Ces décès sont de la responsabilité du gouvernement, qui prive les associations des moyens nécessaires pour agir. Chaque soir, 6 000 demandes d’hébergement d’urgence adressées au 115 ne sont pas pourvues, dont plus de 2 000 concernent des enfants. Il faut y ajouter l’obsession xénophobe du ministère de l’Intérieur, qui ferme des places d’hébergement pour les demandeurs d’asile et met sous pression les associations afin qu’elles trient les sans-abri en fonction de leur situation administrative.
Plus généralement, c’est la politique du logement macroniste qu’il faut pointer du doigt. En favorisant les intérêts des 3,5 % de multipropriétaires qui concentrent la propriété lucrative, en réduisant les moyens des bailleurs sociaux et en criminalisant le sans-abrisme avec l’infâme loi Kasbarian, les gouvernements macronistes ont réuni les conditions de ce désastre social.
Et la casse du droit au logement continue : le ministre Jeanbrun refuse de s’engager à prolonger l’encadrement des loyers, qui arrivera à expiration au mois de novembre sans nouvelle mesure législative.
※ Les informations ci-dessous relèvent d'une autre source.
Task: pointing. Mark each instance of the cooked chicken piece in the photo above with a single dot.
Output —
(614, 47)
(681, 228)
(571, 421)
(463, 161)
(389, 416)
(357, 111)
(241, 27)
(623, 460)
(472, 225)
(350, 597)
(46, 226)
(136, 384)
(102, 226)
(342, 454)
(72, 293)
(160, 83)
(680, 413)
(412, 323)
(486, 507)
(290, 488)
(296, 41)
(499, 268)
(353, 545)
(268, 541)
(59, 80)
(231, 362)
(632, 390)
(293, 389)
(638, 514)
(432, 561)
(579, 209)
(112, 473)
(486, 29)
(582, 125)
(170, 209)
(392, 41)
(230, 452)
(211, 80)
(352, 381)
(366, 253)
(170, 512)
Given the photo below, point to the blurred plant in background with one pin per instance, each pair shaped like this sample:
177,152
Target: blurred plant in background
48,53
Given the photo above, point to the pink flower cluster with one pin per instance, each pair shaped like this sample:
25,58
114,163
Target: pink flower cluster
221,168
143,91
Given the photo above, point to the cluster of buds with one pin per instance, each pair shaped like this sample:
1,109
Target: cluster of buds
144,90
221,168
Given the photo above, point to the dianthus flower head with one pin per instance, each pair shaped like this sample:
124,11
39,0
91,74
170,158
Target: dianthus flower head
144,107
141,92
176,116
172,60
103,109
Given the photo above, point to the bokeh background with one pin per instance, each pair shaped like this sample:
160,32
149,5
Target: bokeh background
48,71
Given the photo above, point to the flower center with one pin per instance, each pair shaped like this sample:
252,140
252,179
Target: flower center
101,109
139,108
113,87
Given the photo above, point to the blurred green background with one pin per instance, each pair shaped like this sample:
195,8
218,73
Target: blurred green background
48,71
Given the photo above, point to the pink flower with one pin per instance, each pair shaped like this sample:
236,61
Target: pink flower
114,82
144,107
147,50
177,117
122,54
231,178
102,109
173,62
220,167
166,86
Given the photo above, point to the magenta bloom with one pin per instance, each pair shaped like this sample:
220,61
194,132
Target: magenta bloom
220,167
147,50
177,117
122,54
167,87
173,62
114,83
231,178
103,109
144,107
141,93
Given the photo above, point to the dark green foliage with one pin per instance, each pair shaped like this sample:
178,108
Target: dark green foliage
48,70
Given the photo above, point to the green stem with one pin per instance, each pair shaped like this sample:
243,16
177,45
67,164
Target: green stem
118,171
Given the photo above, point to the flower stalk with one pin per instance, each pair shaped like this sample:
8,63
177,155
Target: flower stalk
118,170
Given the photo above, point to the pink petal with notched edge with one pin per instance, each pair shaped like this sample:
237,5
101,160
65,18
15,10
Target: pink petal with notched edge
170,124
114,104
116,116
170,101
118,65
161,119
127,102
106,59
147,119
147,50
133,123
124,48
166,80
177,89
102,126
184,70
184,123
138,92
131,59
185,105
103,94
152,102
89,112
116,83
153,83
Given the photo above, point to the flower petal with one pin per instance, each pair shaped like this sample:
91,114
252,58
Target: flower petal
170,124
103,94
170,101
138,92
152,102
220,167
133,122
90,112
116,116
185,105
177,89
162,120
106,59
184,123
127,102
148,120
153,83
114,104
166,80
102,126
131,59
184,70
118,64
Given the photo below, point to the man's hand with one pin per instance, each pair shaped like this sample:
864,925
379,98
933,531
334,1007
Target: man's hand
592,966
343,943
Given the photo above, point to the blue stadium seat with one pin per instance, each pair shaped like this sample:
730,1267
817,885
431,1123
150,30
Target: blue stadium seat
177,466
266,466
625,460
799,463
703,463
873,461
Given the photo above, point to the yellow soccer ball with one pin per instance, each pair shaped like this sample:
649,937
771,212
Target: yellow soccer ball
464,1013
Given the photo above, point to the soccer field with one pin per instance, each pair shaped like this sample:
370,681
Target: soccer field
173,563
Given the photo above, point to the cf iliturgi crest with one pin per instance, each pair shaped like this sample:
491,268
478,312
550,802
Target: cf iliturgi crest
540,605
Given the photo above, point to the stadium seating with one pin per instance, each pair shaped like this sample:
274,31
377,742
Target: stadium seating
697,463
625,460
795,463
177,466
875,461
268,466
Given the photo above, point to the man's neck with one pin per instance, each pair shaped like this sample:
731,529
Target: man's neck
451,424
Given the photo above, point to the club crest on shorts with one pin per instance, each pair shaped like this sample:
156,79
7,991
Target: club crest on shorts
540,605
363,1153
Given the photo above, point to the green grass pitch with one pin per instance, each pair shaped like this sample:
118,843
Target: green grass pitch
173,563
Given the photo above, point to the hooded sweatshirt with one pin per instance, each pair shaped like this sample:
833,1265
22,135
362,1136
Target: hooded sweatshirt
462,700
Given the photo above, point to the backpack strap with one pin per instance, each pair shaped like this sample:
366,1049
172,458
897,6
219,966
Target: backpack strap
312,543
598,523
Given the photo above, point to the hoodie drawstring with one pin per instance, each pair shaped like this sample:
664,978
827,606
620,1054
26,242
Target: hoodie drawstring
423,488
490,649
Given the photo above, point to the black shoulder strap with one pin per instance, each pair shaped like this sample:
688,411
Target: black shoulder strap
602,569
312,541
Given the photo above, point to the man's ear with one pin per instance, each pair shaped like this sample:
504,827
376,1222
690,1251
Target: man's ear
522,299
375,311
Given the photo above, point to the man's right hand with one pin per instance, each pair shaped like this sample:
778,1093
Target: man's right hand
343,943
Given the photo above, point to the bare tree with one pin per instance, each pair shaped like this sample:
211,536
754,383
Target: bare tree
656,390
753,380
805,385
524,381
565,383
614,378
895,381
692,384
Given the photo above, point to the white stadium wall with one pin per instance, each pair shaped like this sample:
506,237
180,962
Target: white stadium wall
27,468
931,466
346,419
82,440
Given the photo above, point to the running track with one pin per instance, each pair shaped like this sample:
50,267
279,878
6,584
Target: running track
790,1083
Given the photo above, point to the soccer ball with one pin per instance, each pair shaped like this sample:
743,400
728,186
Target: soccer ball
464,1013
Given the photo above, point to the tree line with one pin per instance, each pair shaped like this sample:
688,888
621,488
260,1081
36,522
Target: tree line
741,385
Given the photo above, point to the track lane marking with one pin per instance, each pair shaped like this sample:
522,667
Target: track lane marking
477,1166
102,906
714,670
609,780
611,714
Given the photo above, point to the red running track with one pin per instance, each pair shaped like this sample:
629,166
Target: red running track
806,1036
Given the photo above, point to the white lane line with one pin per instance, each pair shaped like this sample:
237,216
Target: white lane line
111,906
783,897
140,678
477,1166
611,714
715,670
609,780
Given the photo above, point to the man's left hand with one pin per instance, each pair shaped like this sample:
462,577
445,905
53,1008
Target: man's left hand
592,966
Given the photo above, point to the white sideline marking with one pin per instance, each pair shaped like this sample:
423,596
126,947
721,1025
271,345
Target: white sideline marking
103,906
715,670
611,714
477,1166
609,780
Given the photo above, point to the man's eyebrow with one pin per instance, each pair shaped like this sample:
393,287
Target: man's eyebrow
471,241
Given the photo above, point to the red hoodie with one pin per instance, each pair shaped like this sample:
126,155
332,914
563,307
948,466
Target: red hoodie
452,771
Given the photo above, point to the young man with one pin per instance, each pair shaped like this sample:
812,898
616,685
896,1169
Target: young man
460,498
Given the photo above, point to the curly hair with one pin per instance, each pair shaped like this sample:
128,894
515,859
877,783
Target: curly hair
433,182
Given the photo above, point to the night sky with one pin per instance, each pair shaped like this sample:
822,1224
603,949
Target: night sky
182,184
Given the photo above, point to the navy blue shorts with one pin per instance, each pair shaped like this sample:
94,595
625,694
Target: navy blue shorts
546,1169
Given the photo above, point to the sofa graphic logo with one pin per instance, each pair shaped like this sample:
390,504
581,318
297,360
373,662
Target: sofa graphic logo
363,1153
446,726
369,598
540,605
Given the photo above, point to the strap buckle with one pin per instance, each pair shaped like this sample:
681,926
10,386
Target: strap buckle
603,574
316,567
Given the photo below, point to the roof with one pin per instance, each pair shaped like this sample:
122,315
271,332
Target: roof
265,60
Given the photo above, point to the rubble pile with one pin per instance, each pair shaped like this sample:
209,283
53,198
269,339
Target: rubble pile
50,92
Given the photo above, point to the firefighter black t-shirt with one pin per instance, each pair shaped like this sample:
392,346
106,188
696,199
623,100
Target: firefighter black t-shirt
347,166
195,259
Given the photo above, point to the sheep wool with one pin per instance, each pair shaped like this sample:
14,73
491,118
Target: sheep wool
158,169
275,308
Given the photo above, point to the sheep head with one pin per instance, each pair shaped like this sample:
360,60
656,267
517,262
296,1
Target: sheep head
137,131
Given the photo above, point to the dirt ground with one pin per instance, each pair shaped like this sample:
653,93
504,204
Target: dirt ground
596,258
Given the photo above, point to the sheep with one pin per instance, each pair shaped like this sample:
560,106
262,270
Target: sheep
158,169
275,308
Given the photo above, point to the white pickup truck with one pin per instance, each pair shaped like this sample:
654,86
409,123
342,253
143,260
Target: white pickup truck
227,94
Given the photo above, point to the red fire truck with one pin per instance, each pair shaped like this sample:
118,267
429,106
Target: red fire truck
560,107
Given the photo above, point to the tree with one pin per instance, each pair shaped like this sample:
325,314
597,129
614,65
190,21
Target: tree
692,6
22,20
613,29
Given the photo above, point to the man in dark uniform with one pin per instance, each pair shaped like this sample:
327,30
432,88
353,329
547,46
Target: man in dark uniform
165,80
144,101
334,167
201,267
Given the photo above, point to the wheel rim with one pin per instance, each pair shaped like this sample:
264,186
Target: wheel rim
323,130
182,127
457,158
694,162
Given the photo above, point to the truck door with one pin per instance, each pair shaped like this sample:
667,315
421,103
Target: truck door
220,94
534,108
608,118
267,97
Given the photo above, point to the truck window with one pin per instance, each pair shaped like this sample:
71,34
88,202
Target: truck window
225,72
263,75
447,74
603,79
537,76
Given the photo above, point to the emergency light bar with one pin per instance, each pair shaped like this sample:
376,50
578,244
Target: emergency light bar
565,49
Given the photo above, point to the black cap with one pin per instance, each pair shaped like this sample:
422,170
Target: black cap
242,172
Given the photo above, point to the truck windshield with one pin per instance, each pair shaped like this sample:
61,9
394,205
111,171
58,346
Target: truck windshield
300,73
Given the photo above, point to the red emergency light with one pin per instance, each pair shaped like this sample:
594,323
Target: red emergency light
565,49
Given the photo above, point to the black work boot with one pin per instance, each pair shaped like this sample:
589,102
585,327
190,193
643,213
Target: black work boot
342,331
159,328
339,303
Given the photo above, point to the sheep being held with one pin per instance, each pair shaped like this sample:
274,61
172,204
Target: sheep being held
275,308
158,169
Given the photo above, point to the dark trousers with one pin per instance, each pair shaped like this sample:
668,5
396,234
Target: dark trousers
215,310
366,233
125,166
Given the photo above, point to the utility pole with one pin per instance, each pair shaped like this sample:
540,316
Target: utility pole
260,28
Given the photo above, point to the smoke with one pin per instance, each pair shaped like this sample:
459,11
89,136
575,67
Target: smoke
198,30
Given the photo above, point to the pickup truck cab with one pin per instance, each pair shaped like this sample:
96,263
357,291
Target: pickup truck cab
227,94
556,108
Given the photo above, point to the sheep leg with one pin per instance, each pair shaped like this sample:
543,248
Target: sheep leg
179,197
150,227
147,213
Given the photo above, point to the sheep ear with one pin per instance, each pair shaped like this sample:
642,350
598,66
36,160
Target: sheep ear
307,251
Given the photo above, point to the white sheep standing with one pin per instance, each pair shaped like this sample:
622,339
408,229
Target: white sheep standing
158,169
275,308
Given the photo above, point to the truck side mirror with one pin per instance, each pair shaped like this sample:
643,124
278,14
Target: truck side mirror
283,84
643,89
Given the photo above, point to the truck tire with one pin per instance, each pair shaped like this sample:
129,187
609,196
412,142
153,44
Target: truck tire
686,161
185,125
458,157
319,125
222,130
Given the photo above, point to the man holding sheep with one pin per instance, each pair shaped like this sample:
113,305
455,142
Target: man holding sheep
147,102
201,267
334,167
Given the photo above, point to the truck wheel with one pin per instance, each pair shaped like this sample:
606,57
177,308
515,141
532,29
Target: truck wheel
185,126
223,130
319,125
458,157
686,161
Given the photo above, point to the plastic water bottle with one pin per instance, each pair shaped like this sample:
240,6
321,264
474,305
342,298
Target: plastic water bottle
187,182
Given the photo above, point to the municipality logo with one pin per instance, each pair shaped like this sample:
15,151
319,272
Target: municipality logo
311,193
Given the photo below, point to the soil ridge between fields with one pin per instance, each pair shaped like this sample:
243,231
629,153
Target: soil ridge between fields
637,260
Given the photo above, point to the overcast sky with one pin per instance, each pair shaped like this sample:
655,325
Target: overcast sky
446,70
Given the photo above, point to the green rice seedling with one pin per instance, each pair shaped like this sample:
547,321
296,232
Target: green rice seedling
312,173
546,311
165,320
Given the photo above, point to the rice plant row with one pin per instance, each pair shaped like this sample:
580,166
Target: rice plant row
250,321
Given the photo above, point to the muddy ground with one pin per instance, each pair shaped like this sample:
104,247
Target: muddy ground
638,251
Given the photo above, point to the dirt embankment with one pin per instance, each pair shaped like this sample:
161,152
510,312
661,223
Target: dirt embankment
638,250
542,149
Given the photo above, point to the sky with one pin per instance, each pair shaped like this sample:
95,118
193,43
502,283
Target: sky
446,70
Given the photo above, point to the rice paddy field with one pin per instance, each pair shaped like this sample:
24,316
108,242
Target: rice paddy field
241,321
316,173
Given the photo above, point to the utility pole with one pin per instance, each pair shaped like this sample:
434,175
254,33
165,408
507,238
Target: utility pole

En 2027, avec Jean-Luc Mélenchon, nous mettrons fin à cette politique de malheur qui provoque la mort des plus fragiles et appauvrit le plus grand nombre. Par la régulation des prix du foncier et des loyers, la production de logements publics abordables, un plan de rénovation énergétique et d’éradication de l’habitat indigne, ainsi que l’interdiction des expulsions sans relogement, nous ferons respecter le droit au logement.